Будут ли они жить на свете, подумала Мирава?
– Что с нами всеми будет-то? – шепнула Мираве Годома, пока они вместе рвали старый рушник на полосы; судя по вышивке, Нежизны работа. – Хоть и жить уже незачем, а все ж таки… Ты узнай у них как-нибудь…
– Зачем они про Уневу-то спрашивали? – беспокоилась Вербина.
– Может, выкуп хотят просить. Она ведь рода высокого, княжеская дочь.
– А я подумала – не себе ли хочет взять? Этот, набольший у них. Он мужик еще не старый, а она-то у нас лебедь белая…
Мирава, удивишись этой мысли, вспомнила боярина. Его имя отроки несколько раз называли, но она от волнения плохо запомнила. Свиндил, что ли? Да, он еще не стар, ни одно волоса седого, ни одной морщины на лице. Но ничего похожего на любовное желание в его глазах не отражалось – он был во власти Морены и не замечал женщин. На его плечах она сюда и приехала.

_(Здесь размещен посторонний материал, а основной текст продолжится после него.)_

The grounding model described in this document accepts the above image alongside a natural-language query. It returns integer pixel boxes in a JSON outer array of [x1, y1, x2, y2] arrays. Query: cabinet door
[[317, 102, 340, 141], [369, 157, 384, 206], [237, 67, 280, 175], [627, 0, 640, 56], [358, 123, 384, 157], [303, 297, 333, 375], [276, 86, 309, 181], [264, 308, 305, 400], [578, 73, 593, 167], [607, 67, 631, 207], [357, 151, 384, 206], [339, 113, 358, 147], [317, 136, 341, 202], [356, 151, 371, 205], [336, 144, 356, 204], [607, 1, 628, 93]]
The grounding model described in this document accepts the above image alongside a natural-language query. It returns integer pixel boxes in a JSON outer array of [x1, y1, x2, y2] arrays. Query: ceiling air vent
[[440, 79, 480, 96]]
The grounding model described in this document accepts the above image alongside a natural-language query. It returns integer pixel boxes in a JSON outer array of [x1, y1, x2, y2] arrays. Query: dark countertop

Русы тем временем затопили все подряд тархановские бани и ходили по очереди мыться. Потом отроки увели Вербину и Годому, зачем-то спросив, вдовы ли они. Те ушли, а Мирава удивилась: зачем им вдовы? Обе женщины были уже не так и хороши, чтобы внушать похотливые помыслы: Вербина полна станом, но наполовину седая, а Годома хоть и помоложе, но тоща и растеряла немало зубов. К чему русам две тетки, когда в городце полно девушек и молодых женщин?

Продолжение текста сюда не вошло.